Montanelli-Nigrizia / Il dialogo interrotto
DIRETTORE, ECCO LE NOSTRE PROPOSTE
Gino Barsella


NELLA SUA "STANZA" SUL CORRIERE DELLA SERA, IL 26 SETTEMBRE INDRO MONTANELLI
AVEVA RISPOSTO A UNA LETTERA DEL DIRETTORE DI NIGRIZIA CON UNA SFIDA: "AVETE
DENUNCIATO, E AVETE FATTO BENE. ORA PROPONETE". MA LE PROPOSTE, INVIATEGLI
DEVONO ESSERE FINITE NEL CESTINO.

Tutto era cominciato con la risposta a un lettore nella "Stanza di
Montanelli" dell'11 settembre: "L'Africa, da sola, non ce la fa", era l'
espressione del Direttore che piu' condividevamo. Il quale, poi, ci
coinvolgeva - "i missionari lo sanno bene" - e concludeva: "In pratica,
dobbiamo riprendere in mano la situazione. Tornare a fare i colonialisti,
magari cambiando nome".

Ma l'analisi che noi esponevamo in una nostra lettera (pubblicata il 26
settembre) era diametralmente opposta.

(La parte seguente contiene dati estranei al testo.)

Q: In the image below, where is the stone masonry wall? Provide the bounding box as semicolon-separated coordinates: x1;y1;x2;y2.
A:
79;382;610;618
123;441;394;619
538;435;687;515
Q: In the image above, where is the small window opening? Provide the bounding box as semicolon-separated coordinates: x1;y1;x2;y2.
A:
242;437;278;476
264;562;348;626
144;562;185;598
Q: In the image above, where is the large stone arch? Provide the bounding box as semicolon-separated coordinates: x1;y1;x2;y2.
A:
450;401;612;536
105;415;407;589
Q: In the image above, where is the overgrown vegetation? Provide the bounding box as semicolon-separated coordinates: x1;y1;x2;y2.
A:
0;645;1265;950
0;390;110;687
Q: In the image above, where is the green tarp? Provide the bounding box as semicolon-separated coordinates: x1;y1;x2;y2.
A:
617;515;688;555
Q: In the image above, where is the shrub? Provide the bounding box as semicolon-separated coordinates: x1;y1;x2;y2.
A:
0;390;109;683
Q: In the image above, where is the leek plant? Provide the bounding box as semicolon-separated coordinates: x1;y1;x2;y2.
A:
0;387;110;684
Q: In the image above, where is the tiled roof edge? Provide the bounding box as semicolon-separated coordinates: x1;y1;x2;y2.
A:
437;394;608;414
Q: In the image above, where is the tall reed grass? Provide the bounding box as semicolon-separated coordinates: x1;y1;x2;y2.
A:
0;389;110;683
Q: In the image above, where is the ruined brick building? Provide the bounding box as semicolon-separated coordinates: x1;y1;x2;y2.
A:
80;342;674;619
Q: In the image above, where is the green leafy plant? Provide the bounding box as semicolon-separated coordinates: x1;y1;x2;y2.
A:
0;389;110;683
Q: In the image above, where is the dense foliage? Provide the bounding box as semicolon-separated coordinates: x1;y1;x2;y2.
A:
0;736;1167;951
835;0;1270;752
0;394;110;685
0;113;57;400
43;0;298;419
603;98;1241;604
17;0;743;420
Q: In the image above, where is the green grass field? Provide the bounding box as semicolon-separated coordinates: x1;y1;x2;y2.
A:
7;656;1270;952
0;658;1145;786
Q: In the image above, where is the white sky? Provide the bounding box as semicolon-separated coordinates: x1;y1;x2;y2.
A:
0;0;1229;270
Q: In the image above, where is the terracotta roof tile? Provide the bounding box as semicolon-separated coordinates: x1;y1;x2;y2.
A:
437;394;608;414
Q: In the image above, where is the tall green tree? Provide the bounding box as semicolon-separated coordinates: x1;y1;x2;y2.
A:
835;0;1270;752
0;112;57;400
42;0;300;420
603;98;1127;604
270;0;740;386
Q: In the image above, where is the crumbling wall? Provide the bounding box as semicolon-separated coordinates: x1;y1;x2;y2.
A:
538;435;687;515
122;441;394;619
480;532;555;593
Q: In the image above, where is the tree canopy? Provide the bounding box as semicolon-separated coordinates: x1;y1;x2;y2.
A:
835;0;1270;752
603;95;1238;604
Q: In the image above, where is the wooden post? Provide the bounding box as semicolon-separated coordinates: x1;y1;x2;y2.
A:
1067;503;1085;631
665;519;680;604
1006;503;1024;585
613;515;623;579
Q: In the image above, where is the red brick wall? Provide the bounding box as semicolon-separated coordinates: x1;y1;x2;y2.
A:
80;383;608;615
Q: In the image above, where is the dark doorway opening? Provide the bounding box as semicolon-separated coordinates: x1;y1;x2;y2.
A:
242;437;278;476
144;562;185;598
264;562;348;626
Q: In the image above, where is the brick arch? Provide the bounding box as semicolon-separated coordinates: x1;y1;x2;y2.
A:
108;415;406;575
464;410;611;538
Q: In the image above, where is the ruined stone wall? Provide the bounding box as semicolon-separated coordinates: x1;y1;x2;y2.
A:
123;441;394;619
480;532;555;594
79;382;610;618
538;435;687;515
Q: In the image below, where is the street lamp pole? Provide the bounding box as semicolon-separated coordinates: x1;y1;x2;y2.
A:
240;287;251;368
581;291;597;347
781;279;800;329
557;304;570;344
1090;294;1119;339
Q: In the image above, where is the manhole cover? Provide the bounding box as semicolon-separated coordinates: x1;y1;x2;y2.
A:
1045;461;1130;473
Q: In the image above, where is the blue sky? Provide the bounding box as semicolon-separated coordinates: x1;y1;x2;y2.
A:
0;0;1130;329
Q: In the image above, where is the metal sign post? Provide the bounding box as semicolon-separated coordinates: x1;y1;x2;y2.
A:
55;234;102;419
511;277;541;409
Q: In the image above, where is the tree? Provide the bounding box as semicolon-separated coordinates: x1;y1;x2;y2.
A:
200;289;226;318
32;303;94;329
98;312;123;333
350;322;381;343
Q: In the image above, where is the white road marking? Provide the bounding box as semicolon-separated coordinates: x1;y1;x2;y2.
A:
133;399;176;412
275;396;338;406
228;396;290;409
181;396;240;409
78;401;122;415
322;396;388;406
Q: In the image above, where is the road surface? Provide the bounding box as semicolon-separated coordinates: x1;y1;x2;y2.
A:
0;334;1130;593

È vero che la categoria dei
missionari è cosi' vasta da ospitare una buona varieta' di opinioni, ma per
noi "la ricolonizzazione dell'Africa è inaccettabile per principio e
inapplicabile all'atto pratico". Primo, perche' "non ci sara' rinascita dell
'Africa al di fuori di relazioni che considerino l'altro come un essere di
pari dignita' e con pieno diritto alla sovranita'". Poi, "buona parte dei
mali dell'Africa (non tutti, certo) sono appunto il risultato del
colonialismo, del primo... e di quello attuale, piu' sottile e di natura
economico-finanziaria... È in questo ambiente economico-imperiale che "i
dittatorelli e i soliti satrapi" trovano proteine in abbondanza". "E'
proprio per questo - concludevamo - che denunciamo anche la scorciatoia di
"tornare a fare i colonialisti, magari cambiando nome". Come non lo stessimo
facendo gia' abbastanza".

"PROPONETE"

È a questo punto che Montanelli, nella sua risposta al nostro intervento, ha
"recitato il mea culpa dell'Occidente": "Vede, non mi illudo. Non credo che
l'Occidente sia buono e debba educare gli africani cattivi". E lanciava la
sua sfida: "Ma da voi, che siete competenti, onesti e appassionati, mi
aspetto di piu'. Avete denunciato, e avete fatto bene. Ora proponete".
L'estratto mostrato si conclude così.